Canon 50mm 1.4 LTM doesn't focus correctly. How to fix?

Redseele

Established
Local time
9:46 PM
Joined
May 18, 2013
Messages
161
Location
New York City
Hi all,

Just today I got a 50mm 1.4 ltm from someone for relatively cheap. I will use it with my Leica M3. The lens seems to be in perfect shape, but I noticed that the Leica RF doesn't match the lens focus when focused to infinity.

I am using this lens with a Metabones 50mm adapter. I've heard it is supposed to be on par with the Voigtlander and Leitz adapters.

I have been reading that I could add a shim (pieces of paper?) between the adapter and the bottom of the lens. But I've also read that, for a more elegant solution, I could disasemble the lens and calibrate it for using it with my M3.

My question: does anyone know how to do this? I've seen there used to be pictures of a disassembled 1.4 canon ltm lens a long time ago but those pictures are gone now.

Thank you.
 
I'd try it with another adapter you know is in spec (or a LTM body that focuses correctly). It's possible someone tried to repair the lens and messed it up or that your adapter is not perfect. Difficult to know whic without others to compare it against.
 
Are you simply looking at the lens markings or checking actual focus? Before proceeding towards any surgery, you should check focus using a piece of ground glass placed at the film gate (translucent tape can also work in a pinch). That way you can get a better idea what is really going on and how bad is it.

There are three possible points of error here - lens, adapter and camera body (you don't mention other lenses). To me, the adapter is the most likely suspect. Adapters that are intended for use on SLR or live-view digital cameras are often made to overshoot infinity by design - this way you can get proper infinity focus despite small variations between lenses and adapter thicknesses - but this is unacceptable with RF cameras. For critical RF use (fast/long lenses), I would only trust manufacturers who have in-house experience with rangefinder cameras - i.e. Leica and Cosina/Voigtländer.
 
Later (black) Canon lenses often this type of problem. I've had two 135s and an 85 that didn't focus right.

Which reaches infinity first, the scale (RF won't get to infinity before focus ring stops) or the rangefinder (lens turns past where the RF indicates infinity)? The solution would be different in either case.

Is the scale off, or the RFcoupling (when you focus normally with the RF, are the resulting pictures out of focus or not)? If shots are in focus (use real film, not a ground glass, and certainly not a piece of floppy tape) but the scale reads wrong, that's a third, different problem, and you're probably best just leaving it alone. This is the very first check to run.

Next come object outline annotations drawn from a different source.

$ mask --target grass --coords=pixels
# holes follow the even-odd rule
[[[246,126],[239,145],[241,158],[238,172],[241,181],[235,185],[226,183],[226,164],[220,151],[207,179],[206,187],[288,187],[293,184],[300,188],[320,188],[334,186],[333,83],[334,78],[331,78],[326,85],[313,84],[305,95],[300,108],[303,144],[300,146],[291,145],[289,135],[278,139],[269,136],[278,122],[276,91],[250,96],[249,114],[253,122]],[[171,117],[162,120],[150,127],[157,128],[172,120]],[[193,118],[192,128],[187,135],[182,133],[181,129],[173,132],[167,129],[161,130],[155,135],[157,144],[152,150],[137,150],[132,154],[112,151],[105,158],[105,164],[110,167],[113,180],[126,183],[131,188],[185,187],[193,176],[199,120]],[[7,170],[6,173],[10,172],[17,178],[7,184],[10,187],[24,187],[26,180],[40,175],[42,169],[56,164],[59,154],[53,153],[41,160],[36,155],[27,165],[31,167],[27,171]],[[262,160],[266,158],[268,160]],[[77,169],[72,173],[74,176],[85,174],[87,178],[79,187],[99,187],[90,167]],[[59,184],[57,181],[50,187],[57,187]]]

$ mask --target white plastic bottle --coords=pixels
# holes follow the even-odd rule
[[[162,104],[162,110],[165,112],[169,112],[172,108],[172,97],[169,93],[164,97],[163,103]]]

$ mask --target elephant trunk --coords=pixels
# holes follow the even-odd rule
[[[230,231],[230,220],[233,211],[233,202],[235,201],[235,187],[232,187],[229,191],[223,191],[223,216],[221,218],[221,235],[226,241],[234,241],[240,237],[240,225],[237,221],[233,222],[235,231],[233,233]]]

It's probably not the adapter. It's really not that hard to make a proper adapter. I have measured quite a few with a micrometer, different brands, Leica, Voigtlander, and $8 Chinese, and not found a single bad one in regard to thickness. Usually adapter problems express themselves other, more complex places, like they cut you, or you can't get them on or off the camera.

Unless you have a digital Leica, one that you KNOW is right, you are in for a world of hurt zeroing in on a fix for this with just an M3, in some of the above cases.

Regardless, this isn't a simple problem to solve; if you have to ask, you shouldn't be trying to "repair" it. If you do try something, please do us all a favor by scratching your Social Security number all over the mount so that none of us will buy a lens you have messed up doing in-the-dark DIY.

My experience with one well-respected lens guru getting this fixed wasn't successful, as the problem was too much for him, conceptually. In desperation, I did finally hash it through on my own, but I did a whole lot more thinking than tooling. Part of the process was asking and reading on various forums and getting what I already knew were wrong answers from every single person who responded. So, because I don't own that lens, and haven't worked on it, I'm not going to post as an expert here about what you should do, either, except to say that your chances of messing up are vey high, especially using advice from the internet.
 
By any chance does it have the Canon A rear cap?

My 50 1.4 came with that cap. What happens is that the cap is TOO SHORT for the rangefinder cam with the lens at infinity. If you screw down that rear cap, then put the lens focus on infinity, something has to give. What gives is that your infinity focus goes to H*LL.

Clarence Gass fixed the lens for me, and at the same time adjusted the RF on my Canon 7. Now they focus so accurately at f/1.4 that it never fails to amaze me.

Anyway, throw away that Canon vintage rear cap. Though beautifully made of thick plastic, it's a remarkable bit of poor engineering on Canon's part.